The mandrel has a 1.3 to 1.6nm RMS roughness with a figure that varies from part to part by approximately 3.5 waves peakto-valley (PV). Since the goal is to replicate an optical quality surface, the final nanolaminate/ composite mirror assembly
surface texture and figure will be characterized and compared to the as-received mandrel.
Assembly
The primary focus of this effort was to demonstrate the feasibility of incorporating a surface veil and gel coat to sufficiently
suppress micron level fiber print-through patterns on the supporting structure—creating an overall lightweight mirror assembly.
There are two main components that make up the complete lightweight mirror – the reflective nanolaminate and the composite
backing structure. Affixing one to the other presents fabrication challenges, the most prominent being the acquisition of an
adhesive material that will sufficiently adjoin the unabraded metallic nanolaminate to the reinforced polymer.
Appendix A details (1) the decision process for selecting the adhesive and (2) the prototype history of learning how to use the
adhesive. Appendix B describes the background of the GrEp backing structure that is replicated off a glass mandrel to ensure
surface quality and shape accuracy.
Fabrication of Mirror Prototype #1
Figure 1 represents the layers in the first mirror prototype. The GrEp replica is first made and bonded to the carbon foam
while being constrained on the front surface by a glass mandrel (see Appendix B). This GrEp replica mirror — with printthrough problems — is bonded to the nanolaminate according to the procedures learned through initial prototypes (see
Appendix A).
Nanolaminate
Adhesive
GrEp Replica
Adhesive
Carbon Foam
Figure 1: Diagram of layers for Mirror Prototype #1. Drawing is not to scale.
Figure 2 shows the mirror at several stages of this fabrication approach. More advanced processing techniques such as resin
encapsulation or assemblage under vacuum were not pursued with this prototype for simplicity, and the potential problem is air
voids behind the nanolaminate. Future assembly in vacuum will eliminate the issue of entrapped air.

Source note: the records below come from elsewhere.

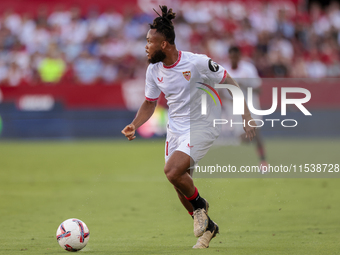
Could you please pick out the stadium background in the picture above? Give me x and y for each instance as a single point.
(72, 69)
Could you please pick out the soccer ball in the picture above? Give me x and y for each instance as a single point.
(73, 235)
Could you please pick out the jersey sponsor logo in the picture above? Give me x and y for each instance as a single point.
(209, 93)
(187, 75)
(213, 66)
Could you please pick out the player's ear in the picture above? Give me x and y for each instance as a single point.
(164, 44)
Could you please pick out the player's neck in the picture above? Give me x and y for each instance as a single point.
(171, 58)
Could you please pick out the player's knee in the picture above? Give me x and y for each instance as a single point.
(172, 174)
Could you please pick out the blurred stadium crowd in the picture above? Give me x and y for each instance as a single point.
(108, 47)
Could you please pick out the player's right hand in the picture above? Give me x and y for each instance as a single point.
(129, 132)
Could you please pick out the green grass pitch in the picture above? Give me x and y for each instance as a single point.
(119, 190)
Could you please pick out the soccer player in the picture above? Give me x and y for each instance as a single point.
(245, 74)
(190, 134)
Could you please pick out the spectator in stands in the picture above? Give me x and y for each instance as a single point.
(279, 41)
(52, 67)
(14, 75)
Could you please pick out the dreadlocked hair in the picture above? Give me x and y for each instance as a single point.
(163, 24)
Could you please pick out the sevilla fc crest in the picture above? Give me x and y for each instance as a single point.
(187, 75)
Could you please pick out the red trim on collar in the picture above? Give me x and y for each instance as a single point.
(175, 64)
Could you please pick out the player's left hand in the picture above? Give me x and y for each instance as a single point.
(250, 130)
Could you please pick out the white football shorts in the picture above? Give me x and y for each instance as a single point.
(196, 147)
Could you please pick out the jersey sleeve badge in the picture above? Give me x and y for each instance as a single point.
(187, 75)
(213, 66)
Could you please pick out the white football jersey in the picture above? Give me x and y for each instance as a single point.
(183, 84)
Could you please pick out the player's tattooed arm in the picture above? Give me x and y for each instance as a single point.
(144, 113)
(250, 131)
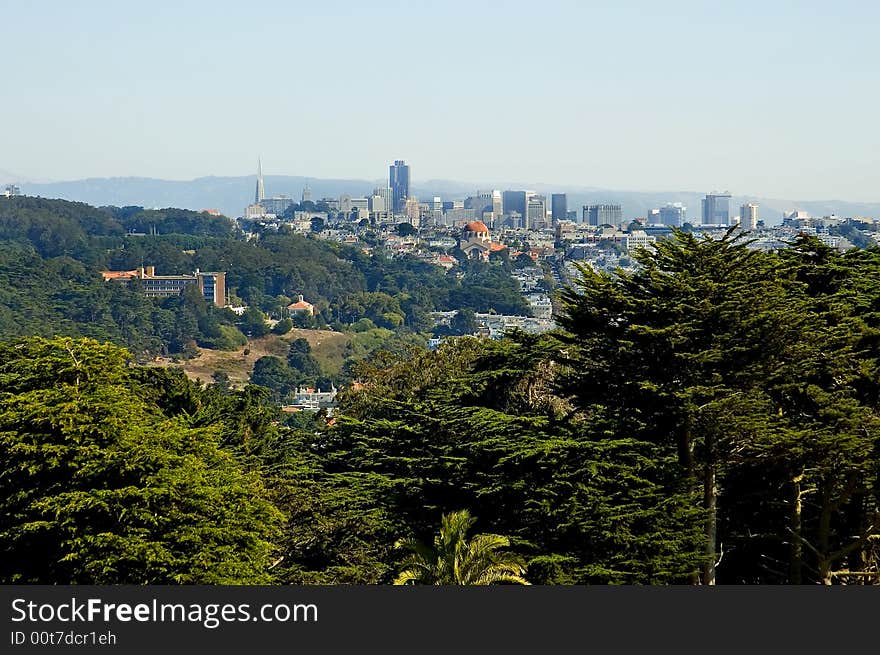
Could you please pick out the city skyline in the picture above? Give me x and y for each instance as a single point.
(769, 97)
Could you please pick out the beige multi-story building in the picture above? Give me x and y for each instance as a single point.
(212, 285)
(748, 216)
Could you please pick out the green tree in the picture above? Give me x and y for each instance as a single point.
(456, 559)
(99, 486)
(678, 352)
(463, 323)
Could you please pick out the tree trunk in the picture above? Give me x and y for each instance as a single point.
(823, 539)
(686, 461)
(796, 552)
(710, 502)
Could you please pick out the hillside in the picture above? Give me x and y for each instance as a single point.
(238, 364)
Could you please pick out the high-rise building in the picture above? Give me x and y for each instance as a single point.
(412, 210)
(674, 214)
(514, 201)
(716, 209)
(602, 215)
(485, 201)
(387, 196)
(277, 204)
(398, 181)
(260, 194)
(748, 216)
(536, 212)
(558, 207)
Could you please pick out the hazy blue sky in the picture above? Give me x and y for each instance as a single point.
(762, 98)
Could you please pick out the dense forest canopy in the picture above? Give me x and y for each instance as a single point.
(710, 418)
(52, 252)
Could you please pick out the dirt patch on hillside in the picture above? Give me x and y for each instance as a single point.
(238, 364)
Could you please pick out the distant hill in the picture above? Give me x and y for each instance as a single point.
(231, 194)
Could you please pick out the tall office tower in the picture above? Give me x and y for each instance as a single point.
(536, 212)
(603, 215)
(387, 196)
(260, 194)
(748, 216)
(412, 210)
(674, 214)
(398, 181)
(716, 209)
(497, 204)
(558, 207)
(514, 201)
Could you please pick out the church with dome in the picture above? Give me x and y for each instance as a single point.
(476, 242)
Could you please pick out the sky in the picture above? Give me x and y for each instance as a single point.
(770, 98)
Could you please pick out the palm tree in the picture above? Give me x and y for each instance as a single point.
(457, 560)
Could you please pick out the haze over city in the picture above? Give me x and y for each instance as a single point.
(768, 99)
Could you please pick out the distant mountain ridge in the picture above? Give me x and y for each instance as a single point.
(232, 194)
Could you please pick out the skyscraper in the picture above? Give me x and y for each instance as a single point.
(716, 209)
(558, 206)
(748, 216)
(387, 197)
(514, 201)
(674, 214)
(536, 212)
(398, 180)
(602, 215)
(260, 193)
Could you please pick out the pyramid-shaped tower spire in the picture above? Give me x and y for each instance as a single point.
(260, 195)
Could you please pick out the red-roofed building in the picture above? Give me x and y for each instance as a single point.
(212, 285)
(476, 242)
(301, 307)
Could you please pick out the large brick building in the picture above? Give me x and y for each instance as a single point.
(212, 285)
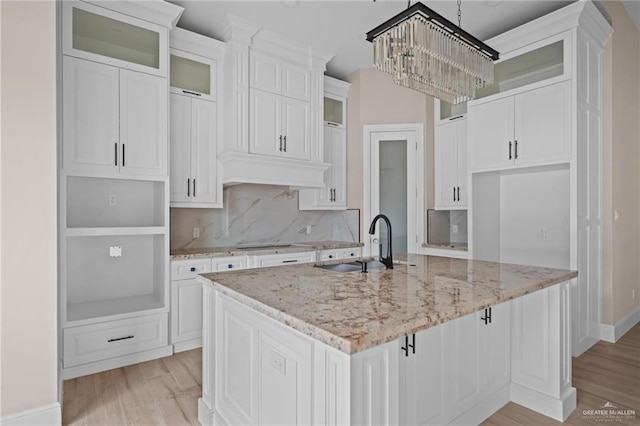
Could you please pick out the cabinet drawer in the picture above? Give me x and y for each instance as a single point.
(186, 269)
(116, 338)
(285, 259)
(220, 264)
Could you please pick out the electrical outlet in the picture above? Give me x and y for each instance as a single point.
(279, 362)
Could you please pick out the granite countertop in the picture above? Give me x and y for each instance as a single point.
(353, 311)
(194, 253)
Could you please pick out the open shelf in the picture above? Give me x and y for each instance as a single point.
(114, 203)
(83, 311)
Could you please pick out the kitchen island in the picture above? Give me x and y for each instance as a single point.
(433, 341)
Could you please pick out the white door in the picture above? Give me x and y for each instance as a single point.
(295, 128)
(491, 134)
(143, 124)
(393, 190)
(180, 148)
(542, 124)
(204, 166)
(90, 106)
(265, 135)
(446, 165)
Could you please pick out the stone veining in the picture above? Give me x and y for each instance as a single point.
(354, 311)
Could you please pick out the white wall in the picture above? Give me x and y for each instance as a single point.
(28, 264)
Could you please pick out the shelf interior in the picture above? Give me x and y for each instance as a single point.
(97, 202)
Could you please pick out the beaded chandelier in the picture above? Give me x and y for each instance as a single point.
(426, 52)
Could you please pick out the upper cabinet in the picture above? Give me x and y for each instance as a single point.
(529, 128)
(102, 35)
(194, 117)
(273, 91)
(334, 195)
(114, 120)
(450, 146)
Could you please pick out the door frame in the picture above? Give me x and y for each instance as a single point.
(415, 219)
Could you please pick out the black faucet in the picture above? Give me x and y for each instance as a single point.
(387, 261)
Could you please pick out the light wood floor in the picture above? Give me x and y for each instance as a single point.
(165, 391)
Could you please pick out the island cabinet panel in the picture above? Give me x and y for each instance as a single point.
(375, 385)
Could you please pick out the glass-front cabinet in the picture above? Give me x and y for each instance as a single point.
(101, 35)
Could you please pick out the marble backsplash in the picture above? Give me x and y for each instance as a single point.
(260, 215)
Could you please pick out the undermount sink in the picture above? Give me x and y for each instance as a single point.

The structure was allowed to cure for 24 hours and then placed in an oven at 50˚C (122˚F) to meet or exceed the as-sputtered
equilibrium temperature of the nanolaminate for ease of separation from the mandrel. Additionally, since a post cure
temperature of 149˚C (300˚F) is recommended for maximum exploitation of adhesive properties, care must be taken to avoid
the crystallization of the amorphous CuxZr layer; the risk is alteration of the nanolaminate morphology and properties at or
around 95˚C (203˚F).
After 30 minutes of oven time, the complete assembly was removed, followed by immediate delamination of the nanolaminate
from the float glass mandrel. Although the nanolaminate was fairly brittle, the component separated after considerable care
and effort and resulted in a rough-edged final mirror assembly as shown in picture 4 of Figure 2. The final mirror, with edges
trimmed, is shown in Figure 3.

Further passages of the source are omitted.